Das meine ich, wenn ich von Relativität spreche. Andersherum: Hätten wir alle unsere Chancen während des gesamten Turniers besser genutzt, wären wir mit der schönsten, reinsten Wirklichkeit locker und leicht bis ins Endspiel vorgedrungen. Das Schöne am Sport ist eben diese unberechenbare Laune des Unvorherbestimmten, an der sich der menschliche Wunsch nach Gerechtigkeit die Zähne ausbeißt. Videobeweis hin oder her, die Dramatik zwischen dem Möglichen und Unmöglichen, dem Gerechten und Ungerechten, bleibt inhärenter Teil des Spiels. Wenn man es genau nimmt, ist genau dies die Schule des Lebens. Jeder Wettkampf ist eine Miniatur des Schicksals. An ihr lässt sich alles studieren, was das Lebensdrama auch im Großen bietet.

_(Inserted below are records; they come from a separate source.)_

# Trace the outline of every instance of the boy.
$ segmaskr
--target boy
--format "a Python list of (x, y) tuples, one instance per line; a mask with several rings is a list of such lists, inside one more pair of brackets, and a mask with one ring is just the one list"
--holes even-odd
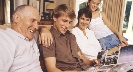
[(43, 49), (45, 65), (48, 72), (80, 72), (94, 65), (82, 55), (75, 36), (68, 29), (76, 17), (72, 8), (61, 4), (53, 11), (54, 24), (50, 29), (53, 35), (53, 44)]

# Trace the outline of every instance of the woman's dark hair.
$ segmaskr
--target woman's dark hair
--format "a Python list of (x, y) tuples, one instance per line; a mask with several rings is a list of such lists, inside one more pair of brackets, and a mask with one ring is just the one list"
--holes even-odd
[(82, 15), (85, 15), (86, 18), (92, 18), (92, 12), (88, 9), (88, 8), (82, 8), (78, 11), (78, 23), (75, 25), (75, 27), (77, 27), (79, 25), (79, 18), (82, 16)]
[(85, 15), (86, 18), (92, 18), (92, 13), (88, 8), (82, 8), (78, 11), (78, 19), (82, 16)]

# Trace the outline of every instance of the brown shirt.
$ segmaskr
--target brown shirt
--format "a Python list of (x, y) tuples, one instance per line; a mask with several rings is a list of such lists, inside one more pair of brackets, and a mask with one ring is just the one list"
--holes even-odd
[(61, 34), (54, 27), (51, 27), (50, 32), (53, 35), (53, 43), (50, 47), (43, 49), (44, 57), (56, 57), (56, 67), (61, 70), (86, 70), (89, 65), (83, 64), (78, 56), (80, 51), (76, 38), (69, 31), (65, 35)]

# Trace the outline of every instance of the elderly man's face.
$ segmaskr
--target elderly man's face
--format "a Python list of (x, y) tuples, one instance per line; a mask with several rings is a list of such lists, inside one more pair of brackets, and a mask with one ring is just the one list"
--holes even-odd
[[(25, 14), (25, 13), (24, 13)], [(20, 17), (17, 28), (18, 32), (28, 39), (32, 39), (40, 22), (39, 12), (33, 7), (26, 8), (26, 15)]]

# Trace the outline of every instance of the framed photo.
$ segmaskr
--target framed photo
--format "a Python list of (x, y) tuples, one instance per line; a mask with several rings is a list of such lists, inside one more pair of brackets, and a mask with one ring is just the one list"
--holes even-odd
[(47, 1), (54, 1), (54, 0), (45, 0), (45, 2), (47, 2)]
[(38, 11), (40, 11), (40, 0), (28, 0), (28, 4), (34, 6)]
[(46, 1), (44, 2), (44, 5), (45, 5), (45, 6), (44, 6), (44, 12), (46, 12), (46, 13), (48, 13), (46, 7), (47, 7), (47, 5), (48, 5), (49, 3), (54, 3), (54, 1), (53, 1), (53, 0), (46, 0)]

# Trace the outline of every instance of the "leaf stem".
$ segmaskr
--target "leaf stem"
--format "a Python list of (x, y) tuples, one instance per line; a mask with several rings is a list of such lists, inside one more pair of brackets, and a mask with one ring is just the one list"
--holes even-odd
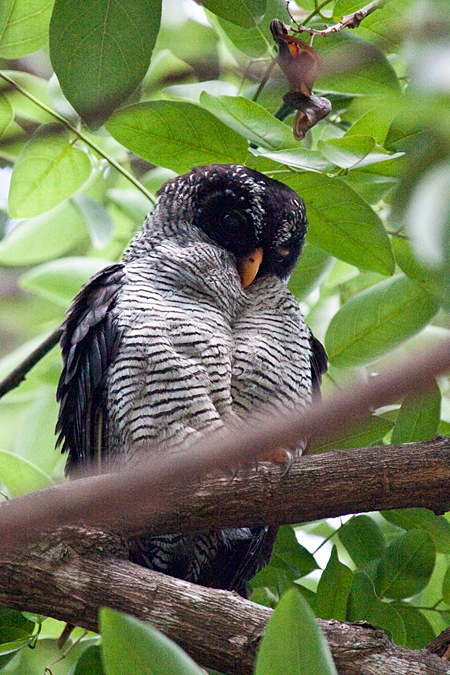
[(113, 159), (108, 153), (106, 153), (102, 148), (100, 148), (94, 141), (92, 141), (88, 136), (86, 136), (80, 129), (77, 129), (73, 124), (71, 124), (65, 117), (60, 115), (59, 113), (56, 112), (56, 110), (53, 110), (49, 106), (45, 105), (45, 103), (42, 103), (39, 99), (37, 99), (33, 94), (30, 94), (29, 91), (24, 89), (23, 87), (20, 86), (17, 82), (15, 82), (11, 77), (6, 75), (4, 72), (0, 70), (0, 77), (5, 80), (5, 82), (8, 82), (10, 85), (12, 85), (17, 91), (20, 91), (21, 94), (26, 96), (30, 101), (33, 101), (36, 105), (38, 105), (42, 110), (45, 110), (48, 112), (52, 117), (57, 119), (61, 124), (63, 124), (66, 129), (71, 131), (73, 134), (75, 134), (81, 141), (86, 143), (94, 152), (98, 153), (103, 159), (106, 159), (109, 164), (111, 164), (119, 173), (122, 174), (127, 180), (129, 180), (137, 189), (142, 192), (143, 195), (147, 197), (147, 199), (152, 203), (156, 203), (155, 197), (152, 195), (151, 192), (149, 192), (143, 185), (140, 183), (137, 178), (135, 178), (131, 173), (129, 173), (126, 169), (123, 168), (118, 162), (116, 162), (115, 159)]

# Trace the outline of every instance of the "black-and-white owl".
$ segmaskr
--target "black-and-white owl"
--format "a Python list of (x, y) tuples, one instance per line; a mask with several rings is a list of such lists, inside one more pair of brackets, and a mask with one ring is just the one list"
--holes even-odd
[[(238, 165), (197, 167), (158, 194), (123, 261), (85, 284), (64, 323), (57, 431), (71, 477), (305, 408), (326, 369), (286, 286), (307, 230), (299, 196)], [(131, 558), (245, 595), (275, 534), (142, 538)]]

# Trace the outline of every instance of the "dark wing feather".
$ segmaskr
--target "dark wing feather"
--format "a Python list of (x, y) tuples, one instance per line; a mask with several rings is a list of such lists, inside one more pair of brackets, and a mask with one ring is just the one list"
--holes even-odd
[(91, 465), (103, 426), (103, 384), (120, 342), (111, 309), (125, 283), (123, 264), (111, 265), (83, 286), (69, 309), (61, 337), (63, 369), (57, 445), (68, 452), (66, 473)]
[(311, 382), (313, 398), (320, 399), (320, 385), (322, 375), (328, 370), (328, 356), (323, 344), (310, 331), (309, 344), (311, 346)]

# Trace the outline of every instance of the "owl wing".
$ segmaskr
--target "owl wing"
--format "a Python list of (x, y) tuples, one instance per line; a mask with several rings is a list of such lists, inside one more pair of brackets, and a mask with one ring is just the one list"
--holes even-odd
[(125, 283), (124, 266), (111, 265), (93, 276), (75, 297), (61, 338), (63, 368), (57, 445), (68, 452), (66, 473), (92, 465), (106, 438), (104, 381), (121, 331), (111, 311)]
[(311, 347), (309, 360), (311, 362), (311, 384), (313, 399), (320, 399), (320, 385), (322, 375), (328, 370), (328, 356), (323, 344), (310, 330), (309, 344)]

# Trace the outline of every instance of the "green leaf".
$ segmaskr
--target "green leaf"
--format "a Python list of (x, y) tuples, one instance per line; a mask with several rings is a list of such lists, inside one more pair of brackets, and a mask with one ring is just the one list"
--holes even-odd
[[(61, 236), (64, 223), (64, 237)], [(87, 239), (78, 210), (63, 202), (51, 211), (29, 218), (0, 241), (0, 264), (33, 265), (57, 258)]]
[(20, 286), (67, 308), (81, 286), (94, 274), (110, 265), (102, 258), (62, 258), (25, 272)]
[[(228, 7), (232, 4), (228, 3)], [(210, 16), (209, 14), (208, 18)], [(225, 19), (214, 20), (213, 18), (212, 23), (218, 27), (218, 32), (225, 36), (226, 42), (231, 42), (231, 49), (234, 46), (248, 56), (258, 58), (267, 54), (268, 50), (274, 45), (270, 32), (270, 22), (274, 17), (285, 23), (290, 23), (284, 0), (268, 0), (266, 15), (261, 23), (254, 28), (242, 28), (242, 26), (237, 26)]]
[(203, 0), (210, 12), (242, 28), (258, 25), (265, 14), (267, 0)]
[(445, 301), (448, 293), (444, 275), (420, 263), (414, 256), (411, 244), (403, 237), (394, 237), (392, 242), (395, 259), (401, 270), (426, 293)]
[(450, 161), (446, 159), (432, 164), (416, 181), (405, 214), (417, 258), (435, 272), (444, 272), (447, 287), (450, 276), (449, 190)]
[(316, 173), (283, 181), (305, 200), (308, 241), (361, 269), (392, 274), (394, 257), (377, 214), (342, 180)]
[(243, 96), (200, 95), (200, 104), (238, 134), (272, 150), (292, 148), (292, 129), (265, 108)]
[(383, 511), (382, 516), (404, 530), (426, 530), (438, 553), (450, 551), (450, 523), (428, 509), (400, 509)]
[(239, 134), (184, 101), (130, 105), (105, 126), (132, 152), (177, 173), (204, 164), (242, 164), (247, 156), (247, 143)]
[(363, 448), (380, 441), (393, 427), (390, 420), (385, 420), (377, 415), (365, 418), (357, 424), (352, 424), (348, 429), (341, 431), (330, 441), (311, 440), (310, 452), (317, 454), (327, 450), (338, 448)]
[(372, 152), (375, 139), (359, 135), (329, 138), (327, 141), (319, 139), (317, 147), (329, 162), (342, 169), (350, 169)]
[(398, 109), (396, 94), (355, 97), (342, 115), (344, 121), (351, 122), (344, 138), (362, 134), (372, 136), (377, 143), (384, 143)]
[(441, 419), (441, 399), (441, 391), (436, 382), (419, 396), (405, 396), (392, 432), (391, 443), (413, 443), (433, 438)]
[(374, 42), (386, 54), (397, 52), (402, 42), (405, 15), (408, 14), (409, 7), (413, 3), (414, 0), (395, 0), (395, 2), (386, 2), (384, 6), (380, 5), (376, 12), (364, 19), (356, 29), (356, 33)]
[(30, 644), (33, 638), (20, 628), (0, 628), (0, 655), (17, 652)]
[(379, 595), (409, 598), (429, 582), (436, 562), (436, 549), (428, 532), (410, 530), (386, 549), (375, 581)]
[(393, 603), (393, 607), (402, 617), (405, 626), (405, 647), (422, 649), (434, 640), (434, 630), (419, 609), (400, 602)]
[(287, 591), (269, 619), (255, 675), (337, 675), (330, 648), (300, 592)]
[(347, 603), (353, 582), (353, 572), (340, 562), (333, 546), (327, 566), (317, 587), (315, 611), (321, 619), (345, 621)]
[(371, 363), (418, 333), (437, 309), (404, 275), (385, 279), (350, 298), (331, 319), (328, 358), (336, 366)]
[(450, 567), (447, 569), (442, 582), (442, 597), (447, 605), (450, 605)]
[(405, 626), (401, 616), (391, 604), (380, 600), (365, 572), (355, 572), (353, 575), (347, 621), (367, 621), (382, 628), (397, 644), (405, 643)]
[(17, 59), (48, 41), (54, 0), (2, 0), (0, 4), (0, 57)]
[(346, 33), (324, 43), (316, 88), (343, 94), (387, 95), (400, 91), (395, 70), (374, 44)]
[(141, 82), (161, 21), (160, 0), (56, 0), (50, 56), (64, 95), (99, 127)]
[(289, 290), (298, 300), (304, 298), (319, 286), (332, 264), (333, 258), (328, 253), (312, 244), (305, 244), (289, 279)]
[(82, 193), (74, 195), (73, 201), (81, 211), (94, 248), (105, 248), (114, 234), (114, 223), (108, 211), (100, 202)]
[(91, 645), (82, 653), (71, 675), (105, 675), (100, 645)]
[(11, 177), (12, 218), (37, 216), (74, 194), (89, 178), (91, 162), (60, 124), (43, 124), (20, 153)]
[(357, 567), (380, 558), (385, 550), (383, 533), (370, 516), (355, 516), (339, 529), (344, 544)]
[(276, 152), (260, 152), (256, 157), (267, 157), (274, 162), (288, 164), (296, 169), (315, 169), (316, 171), (327, 171), (332, 169), (330, 162), (324, 159), (320, 152), (301, 147), (288, 150), (277, 150)]
[[(50, 106), (50, 101), (47, 94), (47, 80), (44, 80), (41, 77), (36, 77), (30, 73), (23, 73), (18, 70), (5, 70), (2, 71), (8, 77), (10, 77), (14, 82), (20, 85), (23, 89), (29, 94), (32, 94), (39, 101), (44, 103), (47, 106)], [(8, 87), (8, 99), (11, 103), (15, 114), (18, 117), (24, 117), (27, 120), (32, 120), (33, 122), (54, 122), (55, 118), (49, 112), (42, 110), (42, 108), (33, 101), (30, 101), (29, 98), (24, 96), (17, 89), (9, 88), (9, 85), (2, 80), (0, 77), (0, 84), (2, 86)]]
[(203, 675), (186, 652), (144, 621), (101, 609), (100, 632), (106, 675)]
[(0, 450), (0, 480), (13, 497), (54, 485), (44, 471), (24, 457)]
[(0, 94), (0, 138), (13, 119), (14, 111), (9, 99), (4, 94)]
[(292, 525), (282, 525), (278, 530), (270, 565), (281, 568), (288, 565), (298, 577), (318, 569), (312, 553), (298, 542)]

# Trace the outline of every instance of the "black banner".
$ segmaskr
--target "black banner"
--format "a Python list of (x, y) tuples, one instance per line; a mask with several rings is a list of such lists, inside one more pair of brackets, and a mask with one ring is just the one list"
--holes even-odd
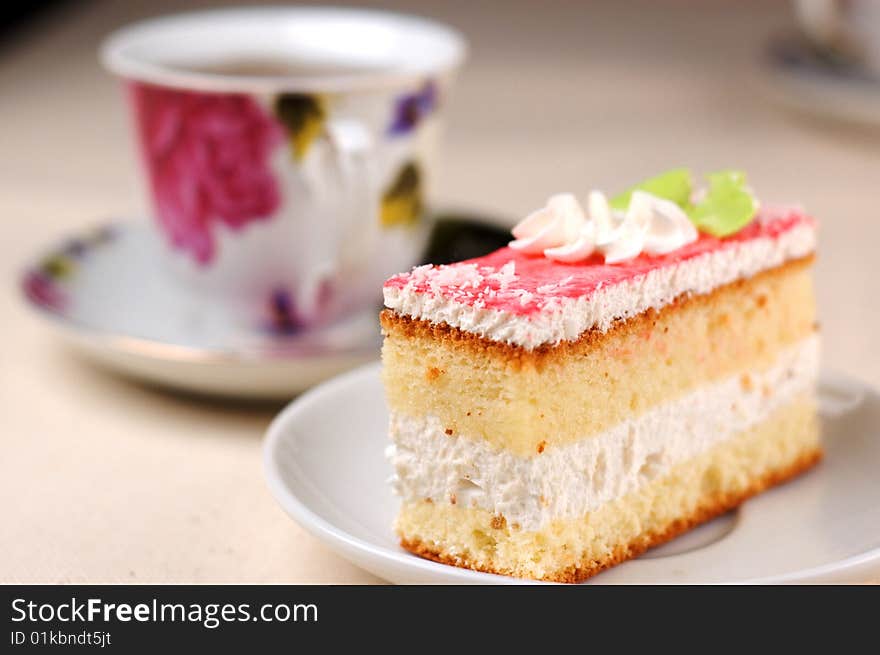
[(416, 651), (467, 645), (470, 652), (466, 635), (496, 646), (542, 635), (602, 643), (616, 634), (632, 644), (714, 629), (729, 643), (768, 631), (791, 639), (829, 626), (834, 610), (845, 610), (852, 635), (860, 617), (876, 620), (877, 606), (876, 587), (146, 585), (7, 586), (0, 593), (6, 653), (298, 650), (353, 638)]

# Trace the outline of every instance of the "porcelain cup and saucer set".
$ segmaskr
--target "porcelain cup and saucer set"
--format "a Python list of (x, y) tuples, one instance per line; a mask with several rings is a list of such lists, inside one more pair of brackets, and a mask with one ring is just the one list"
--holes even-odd
[(413, 16), (203, 11), (101, 48), (127, 98), (145, 220), (41, 253), (28, 301), (106, 365), (198, 393), (290, 397), (378, 356), (382, 282), (421, 263), (465, 55)]

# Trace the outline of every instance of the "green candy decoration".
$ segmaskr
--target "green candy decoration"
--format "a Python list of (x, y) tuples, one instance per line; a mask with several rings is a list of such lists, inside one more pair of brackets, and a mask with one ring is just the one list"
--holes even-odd
[(693, 188), (694, 179), (691, 172), (687, 168), (674, 168), (636, 184), (620, 195), (614, 196), (608, 204), (612, 209), (626, 210), (633, 192), (645, 191), (658, 198), (671, 200), (679, 207), (687, 209), (690, 206)]
[(703, 198), (693, 204), (693, 175), (687, 168), (675, 168), (645, 180), (614, 196), (612, 209), (625, 211), (634, 191), (670, 200), (681, 207), (701, 232), (727, 237), (743, 229), (755, 217), (758, 202), (746, 184), (742, 171), (718, 171), (706, 176), (709, 188)]
[(694, 225), (716, 237), (743, 229), (758, 211), (758, 202), (746, 185), (742, 171), (711, 173), (705, 197), (688, 212)]

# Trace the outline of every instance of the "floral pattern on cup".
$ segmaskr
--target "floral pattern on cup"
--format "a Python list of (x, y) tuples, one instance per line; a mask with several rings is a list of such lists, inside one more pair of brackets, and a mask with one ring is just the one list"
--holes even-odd
[(25, 271), (21, 280), (22, 291), (37, 305), (53, 311), (63, 310), (67, 294), (62, 287), (76, 274), (79, 260), (115, 236), (114, 226), (104, 225), (81, 238), (70, 239), (60, 249), (46, 255), (39, 265)]
[(294, 159), (302, 161), (309, 146), (324, 133), (325, 99), (304, 93), (282, 93), (275, 100), (275, 115), (287, 128)]
[(422, 173), (418, 164), (407, 162), (382, 195), (379, 221), (383, 227), (415, 225), (425, 209)]
[(437, 85), (428, 80), (415, 93), (407, 93), (397, 98), (388, 134), (400, 136), (409, 134), (428, 114), (437, 108)]
[(269, 167), (284, 130), (250, 96), (131, 83), (157, 219), (175, 248), (214, 257), (214, 224), (270, 218), (281, 202)]
[[(235, 233), (259, 222), (273, 235), (284, 235), (284, 241), (291, 234), (309, 234), (314, 229), (309, 224), (320, 216), (315, 203), (326, 205), (347, 194), (361, 201), (333, 201), (341, 222), (372, 206), (378, 213), (373, 225), (380, 231), (406, 229), (412, 243), (423, 239), (412, 229), (427, 205), (427, 180), (412, 157), (422, 146), (407, 142), (422, 143), (416, 135), (437, 108), (434, 81), (402, 95), (359, 99), (368, 103), (368, 112), (347, 97), (326, 94), (206, 93), (140, 82), (128, 88), (156, 222), (182, 255), (175, 266), (184, 275), (232, 279), (228, 272), (241, 266), (238, 254), (255, 252), (253, 240), (250, 250), (236, 250), (229, 241)], [(406, 152), (411, 148), (415, 152)], [(350, 275), (346, 268), (356, 258), (334, 258), (336, 238), (323, 230), (313, 244), (316, 252), (327, 252), (320, 263), (326, 279), (315, 278), (315, 263), (300, 258), (295, 239), (286, 256), (290, 263), (274, 264), (273, 275), (283, 288), (262, 292), (270, 301), (260, 321), (270, 333), (297, 333), (344, 313), (348, 292), (336, 282), (339, 275)], [(262, 248), (267, 261), (284, 261), (277, 248), (270, 254), (265, 240)], [(253, 287), (248, 295), (243, 300), (252, 305)]]
[(40, 271), (25, 272), (21, 288), (31, 302), (46, 309), (61, 311), (67, 304), (64, 292), (55, 285), (54, 280)]
[[(332, 281), (325, 280), (318, 289), (316, 311), (320, 313), (321, 306), (326, 304), (333, 293)], [(297, 307), (296, 298), (286, 287), (277, 287), (270, 294), (267, 302), (267, 318), (265, 330), (276, 336), (288, 336), (300, 332), (309, 327), (311, 318), (303, 315), (301, 308)]]
[(269, 297), (269, 331), (277, 334), (292, 334), (298, 330), (299, 323), (290, 291), (287, 289), (273, 291)]

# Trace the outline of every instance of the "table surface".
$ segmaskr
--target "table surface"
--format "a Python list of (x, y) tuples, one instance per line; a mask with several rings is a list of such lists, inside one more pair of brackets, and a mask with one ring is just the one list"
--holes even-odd
[[(765, 200), (823, 219), (825, 365), (880, 384), (880, 280), (868, 273), (880, 133), (768, 99), (760, 55), (789, 24), (783, 3), (384, 6), (452, 23), (472, 45), (449, 108), (445, 203), (517, 217), (552, 192), (671, 165), (743, 168)], [(174, 9), (73, 5), (0, 50), (0, 582), (375, 582), (270, 497), (260, 445), (279, 406), (108, 374), (18, 297), (22, 265), (59, 235), (144, 215), (122, 97), (95, 49), (114, 27)]]

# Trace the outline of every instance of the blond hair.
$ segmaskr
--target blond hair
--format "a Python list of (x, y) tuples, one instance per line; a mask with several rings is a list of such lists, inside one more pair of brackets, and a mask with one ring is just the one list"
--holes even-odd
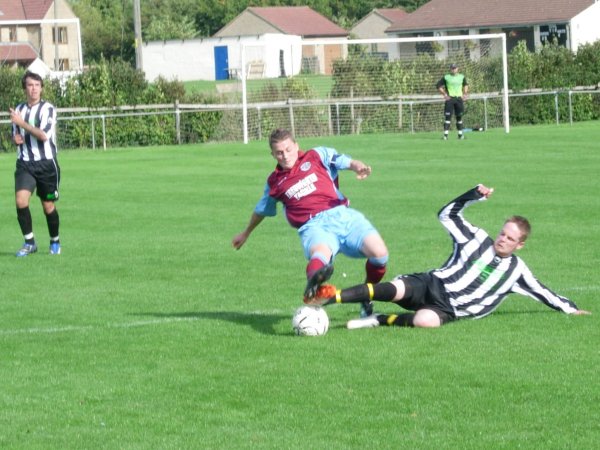
[(529, 223), (529, 220), (527, 220), (523, 216), (511, 216), (508, 219), (506, 219), (504, 223), (509, 222), (512, 222), (517, 226), (519, 231), (521, 231), (521, 242), (525, 242), (525, 240), (531, 234), (531, 224)]

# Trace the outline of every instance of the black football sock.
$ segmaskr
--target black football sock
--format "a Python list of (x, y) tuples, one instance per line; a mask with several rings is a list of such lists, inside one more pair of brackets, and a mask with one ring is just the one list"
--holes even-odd
[(58, 241), (58, 227), (60, 219), (58, 217), (58, 211), (56, 208), (50, 213), (46, 214), (46, 223), (48, 224), (48, 233), (52, 241)]
[(377, 321), (380, 325), (396, 326), (396, 327), (414, 327), (414, 313), (405, 314), (378, 314)]
[(362, 303), (370, 300), (389, 302), (394, 299), (396, 292), (396, 286), (390, 282), (359, 284), (358, 286), (342, 289), (335, 301), (337, 303)]
[[(31, 211), (29, 207), (25, 208), (17, 208), (17, 220), (19, 222), (19, 226), (21, 227), (21, 233), (23, 236), (33, 236), (33, 221), (31, 220)], [(34, 242), (33, 237), (25, 239), (28, 244), (32, 244)], [(31, 242), (30, 242), (31, 241)]]

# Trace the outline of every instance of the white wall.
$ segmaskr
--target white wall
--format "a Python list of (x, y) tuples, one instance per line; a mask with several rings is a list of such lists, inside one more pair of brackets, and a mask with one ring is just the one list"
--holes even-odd
[(293, 50), (300, 42), (300, 36), (284, 34), (148, 42), (142, 46), (143, 70), (148, 81), (159, 76), (179, 81), (214, 80), (214, 48), (227, 46), (229, 68), (241, 71), (241, 51), (245, 45), (246, 63), (264, 62), (265, 77), (280, 75), (279, 51), (283, 50), (286, 74), (291, 75), (295, 67), (300, 69), (300, 62), (296, 61), (300, 58), (299, 51)]
[[(300, 73), (303, 42), (300, 36), (265, 34), (262, 37), (264, 39), (258, 42), (246, 41), (244, 43), (246, 65), (251, 61), (263, 61), (265, 63), (265, 78), (277, 78), (281, 75), (279, 52), (283, 50), (283, 66), (286, 76)], [(231, 61), (230, 58), (230, 64), (232, 64)], [(241, 54), (235, 61), (235, 67), (241, 67)]]
[(600, 39), (600, 2), (576, 15), (571, 20), (571, 49), (577, 51), (580, 45)]

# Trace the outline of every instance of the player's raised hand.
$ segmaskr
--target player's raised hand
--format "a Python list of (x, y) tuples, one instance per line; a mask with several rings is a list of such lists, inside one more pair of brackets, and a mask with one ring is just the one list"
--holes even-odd
[(352, 160), (350, 163), (350, 169), (356, 173), (356, 178), (362, 180), (371, 175), (371, 166), (367, 166), (364, 162), (357, 159)]
[(480, 184), (477, 186), (477, 192), (479, 192), (485, 198), (489, 198), (494, 193), (494, 188), (489, 188), (483, 184)]
[(22, 127), (25, 121), (23, 120), (23, 117), (21, 117), (21, 114), (12, 108), (9, 108), (8, 112), (10, 113), (10, 121), (17, 126)]

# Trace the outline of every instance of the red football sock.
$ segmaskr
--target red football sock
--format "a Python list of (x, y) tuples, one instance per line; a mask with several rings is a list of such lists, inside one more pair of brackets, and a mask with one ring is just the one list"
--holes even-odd
[(376, 284), (383, 279), (383, 276), (385, 275), (386, 271), (386, 266), (376, 266), (367, 259), (367, 263), (365, 264), (365, 270), (367, 272), (366, 283)]
[(306, 265), (306, 278), (309, 279), (312, 277), (321, 267), (325, 267), (323, 261), (321, 261), (319, 258), (312, 258)]

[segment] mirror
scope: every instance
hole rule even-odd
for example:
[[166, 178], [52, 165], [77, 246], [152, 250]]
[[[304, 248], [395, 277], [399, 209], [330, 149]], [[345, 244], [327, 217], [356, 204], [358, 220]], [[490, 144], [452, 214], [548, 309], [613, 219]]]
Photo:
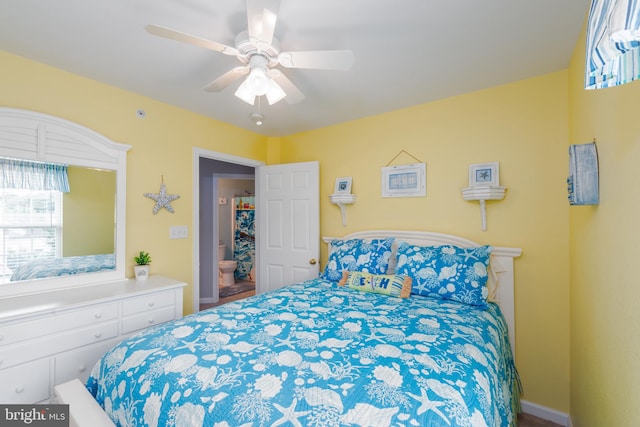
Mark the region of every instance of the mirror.
[[116, 172], [70, 165], [67, 177], [69, 192], [0, 188], [0, 285], [115, 269]]
[[[70, 188], [60, 193], [58, 256], [5, 259], [11, 274], [0, 281], [0, 297], [124, 279], [129, 148], [64, 119], [0, 108], [0, 157], [66, 164]], [[12, 244], [5, 253], [12, 252]]]

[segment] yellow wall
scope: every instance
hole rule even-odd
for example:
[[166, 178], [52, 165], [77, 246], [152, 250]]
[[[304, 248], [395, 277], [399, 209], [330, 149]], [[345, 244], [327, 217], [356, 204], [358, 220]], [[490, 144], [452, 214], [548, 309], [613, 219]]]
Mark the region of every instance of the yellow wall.
[[[517, 365], [524, 398], [569, 410], [568, 74], [538, 78], [282, 139], [283, 162], [320, 161], [321, 232], [424, 229], [522, 248], [516, 260]], [[382, 198], [380, 169], [427, 163], [427, 197]], [[506, 198], [464, 201], [469, 164], [500, 162]], [[342, 227], [329, 203], [335, 178], [353, 177], [357, 202]], [[323, 247], [323, 260], [326, 248]], [[323, 262], [324, 264], [324, 262]]]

Im dritten Gruppenspiel wehrten wir uns unter Aufbietung all unserer Kräfte und unseres Könnens gegen das drohende frühe Ausscheiden und boten gegen Wilmersdorf eine beherzte und spielerisch überzeugende Vorstellung. Der Sieg ging vollauf in Ordnung und rettete uns dank der Mithilfe von Internationale ins Halbfinale. Gleichwohl war dieser Erfolg von einigen kleinen persönlichen Tränen der Enttäuschung begleitet, konnte doch nicht jeder der elf nominierten Spieler derart an ihm mitwirken, wie er es sich vielleicht gewünscht hatte. Das ist verständlich, allerdings auch etwas übertrieben. Denn freilich gewinnt und verliert man immer als Team, nie als Einzelner. Und dass nicht alle gleichviel Spielzeit abbekommen würden, hatte die Mannschaft bei der Nominierung drei Tage zuvor auch akzeptiert. Natürlich denkt jeder Spieler dann, ihn würde es schon nicht treffen.
Insgesamt bin ich durchaus froh und zufrieden, dass alles so lief, wie es lief, denn in der Summe war diese Endrunde und unserer Teilnahme an ihr ein wunderbarer Moment der reinsten Wirklichkeit für alle Beteiligten: für die Akteure, wie für die Zuschauer. Ein schönes Spektakel mit großem Erinnerungspotential und vielen neuen Erfahrungen, auf das wir am Ende mit dem erreichten dritten Platz sehr stolz sein können. Genau so verrückt ist das Leben nun mal: Einmal wird man vom Zufall begünstigt, ein anderes Mal muss man mit den größten Ungerechtigkeiten des Lebens auskommen. Wer sich vom Sport inspirieren lässt und für das Leben begeistern kann, der wird sicher auch im nächsten Wettkampf als Gewinner vom Platz gehen, auch wenn er knapp verliert.
Damit will ich nicht sagen, dass nicht jede Form der Ungerechtigkeit unbedingt ausgeglichen werden sollte und absolut unakzeptabel ist. Der Wunsch nach Gerechtigkeit muss nicht per se einem höheren Wesen überantwortet werden. Jeder ist letztlich gefragt, ehrlich und fair zu handeln. Das Leben ist schon ungerecht genug, da kann der Mensch schon mal etwas zum allgemeinen Ausgleich beitragen und nach Gerechtigkeit streben.
Zuzugeben, dass ein Ball eindeutig hinter der Linie war, würde auch im zivilen und gesellschaftlichen Bereich für mehr Gerechtigkeit sorgen, selbst wenn man persönlich dadurch ein Nachsehen hätte und das große Finale nicht erreicht.